[cello-devel] Unbound cells
Kenny Tilton
ktilton at nyc.rr.com
Wed Apr 14 07:54:14 UTC 2004
Thomas F. Burdick wrote:
>I have a couple models where I'd like to have unbound slots that
>normally have cv cells in them. NIL is a valid value, so I can't just
>say "nil is the invalid value." What I'm doing is using a special
>invalid-value object when I'd normally have an unbound slot:
>
> (defconstant +unbound+ '+unbound+)
> (deftype %nil () '(or nil (eql +unbound+)))
>
> (defmacro define-unbound-methods (&body slot-specs)
> (loop for (class slot opt-accessor) in slot-specs
> for accessor = (or opt-accessor slot)
> collect `(defmethod ,accessor :around ((object ,class))
> (let ((value (call-next-method)))
> (if (eq value +unbound+)
> (error 'slot-unbound :instance object :name ',slot)
> value)))
> into methods
> finally (return `(progn , at methods))))
>
> (defun cv_ () (cv +unbound+))
>
> (defmodel my-handler (araneida:handler)
> ((user-id :accessor user-id :initarg user-id :initform (cv_)
> :documentation
> "user id or NIL if the user didn't supply valid credentials")

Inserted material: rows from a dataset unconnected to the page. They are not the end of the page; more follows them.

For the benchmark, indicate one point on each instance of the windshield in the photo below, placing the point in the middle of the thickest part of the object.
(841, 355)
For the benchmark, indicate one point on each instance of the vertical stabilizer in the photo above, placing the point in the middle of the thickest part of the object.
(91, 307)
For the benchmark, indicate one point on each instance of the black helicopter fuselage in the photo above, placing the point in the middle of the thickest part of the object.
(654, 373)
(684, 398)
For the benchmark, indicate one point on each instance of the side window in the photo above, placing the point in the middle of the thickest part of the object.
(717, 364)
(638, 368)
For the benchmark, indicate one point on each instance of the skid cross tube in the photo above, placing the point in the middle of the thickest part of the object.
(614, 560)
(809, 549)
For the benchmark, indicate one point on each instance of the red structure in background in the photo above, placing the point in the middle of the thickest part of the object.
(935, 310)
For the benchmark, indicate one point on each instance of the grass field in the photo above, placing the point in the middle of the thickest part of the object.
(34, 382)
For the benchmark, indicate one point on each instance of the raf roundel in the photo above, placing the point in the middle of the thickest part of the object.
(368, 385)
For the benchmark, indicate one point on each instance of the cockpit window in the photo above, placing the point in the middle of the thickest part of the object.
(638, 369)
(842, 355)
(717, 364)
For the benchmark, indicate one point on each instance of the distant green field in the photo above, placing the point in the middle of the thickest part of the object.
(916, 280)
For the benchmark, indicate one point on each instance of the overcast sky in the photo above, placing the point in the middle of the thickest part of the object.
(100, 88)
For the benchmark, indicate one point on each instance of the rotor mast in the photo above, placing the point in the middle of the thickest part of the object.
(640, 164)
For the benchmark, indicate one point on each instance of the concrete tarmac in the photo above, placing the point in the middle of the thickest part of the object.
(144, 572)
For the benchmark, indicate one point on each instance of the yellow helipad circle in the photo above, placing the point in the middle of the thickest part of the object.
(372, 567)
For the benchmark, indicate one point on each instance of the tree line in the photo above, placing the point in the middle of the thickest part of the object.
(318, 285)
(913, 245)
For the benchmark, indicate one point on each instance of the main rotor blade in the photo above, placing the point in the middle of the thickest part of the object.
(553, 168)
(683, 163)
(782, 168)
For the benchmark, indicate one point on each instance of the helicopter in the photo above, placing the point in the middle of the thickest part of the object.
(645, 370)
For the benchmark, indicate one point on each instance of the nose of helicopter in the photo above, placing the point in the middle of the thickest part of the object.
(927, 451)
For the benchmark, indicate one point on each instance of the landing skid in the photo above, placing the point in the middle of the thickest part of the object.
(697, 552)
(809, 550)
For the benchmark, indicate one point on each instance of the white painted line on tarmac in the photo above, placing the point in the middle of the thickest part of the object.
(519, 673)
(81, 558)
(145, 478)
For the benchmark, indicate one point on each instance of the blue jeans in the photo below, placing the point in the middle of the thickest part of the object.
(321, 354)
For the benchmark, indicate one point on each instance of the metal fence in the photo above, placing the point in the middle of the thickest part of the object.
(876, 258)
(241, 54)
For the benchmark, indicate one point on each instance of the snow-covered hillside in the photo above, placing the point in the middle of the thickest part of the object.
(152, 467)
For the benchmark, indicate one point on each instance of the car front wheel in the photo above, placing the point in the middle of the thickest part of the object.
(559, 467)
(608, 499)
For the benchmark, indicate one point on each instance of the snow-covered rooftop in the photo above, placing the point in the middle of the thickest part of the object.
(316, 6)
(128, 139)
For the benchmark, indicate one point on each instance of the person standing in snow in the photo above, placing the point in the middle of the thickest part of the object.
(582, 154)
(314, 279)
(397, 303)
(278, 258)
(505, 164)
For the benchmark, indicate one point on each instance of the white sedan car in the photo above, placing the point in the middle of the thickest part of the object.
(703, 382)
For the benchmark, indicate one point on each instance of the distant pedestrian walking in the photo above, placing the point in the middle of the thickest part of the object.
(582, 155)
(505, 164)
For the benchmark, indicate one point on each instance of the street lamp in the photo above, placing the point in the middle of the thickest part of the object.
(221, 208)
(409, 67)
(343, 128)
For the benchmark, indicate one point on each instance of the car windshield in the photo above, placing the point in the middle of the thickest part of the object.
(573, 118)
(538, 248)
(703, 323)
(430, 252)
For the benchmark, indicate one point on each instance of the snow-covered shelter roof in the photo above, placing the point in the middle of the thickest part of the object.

> (homepage :accessor homepage :initarg homepage
> :initform (c?_ (aif (id (^user-id))
> (make-homepage-for-user id)
> (create-user-account))))))
>
> (define-unbound-methods (my-handler userid))
>
> (defmethod handle-request-authentication ((handler my-handler) method request)
> (setf (user-id h) ...))
>
>If user-id is unbound, it means that authentication hasn't been
>performed yet, so it would be a program error to try to use its value
>at that point.
>
>It seems like it wouldn't be too hard to put the concept of unbound
>slots into Cells itself, so that storing the unbound-slot value would
>work fine, but reading it would signal a slot-unbound error. Add
>cell-makunbound and cell-boundp, and it would be the normal CLOS
>semantics again.
>
>Does this sound like a good idea? Or is there a more idiomatically
>Cells way of doing this, and I'm wandering too far down The Dark Path
>of Lazyness?
>
It might be the Dark Path of a long, well-respected, misbegotten
tradition of collapsing two attributes into one, creating /extra/ work
to save a slot. The first of the two slots is 'sign-in-status", with
three values: not-yet, failed, or succeeded. Then there is another slot,
which indicates who signed in (iff successful). We programmers have a
long heritage and habit of collapsing two values into one to save memory
or disk space (remember those?) by using some trick such as "use nil for
failure, unbounditude for not-yet, non-nil bound for the user", but my
experience has been that life gets a lot easier if I just let the diff
attributes be diff slots.
It is certainly tempting to "save one slot", but, again, my experience
has been that the consequent overloading saves a slot at the expense of
forever complexifying the code. I can't just say (ecase (sign-in-status
self) (:not-yet..)(:failed..)(:cool...))... I have to detect one
expected value with 'cell-unboundp and the other two with ecase, every
place in the code I need to access the user.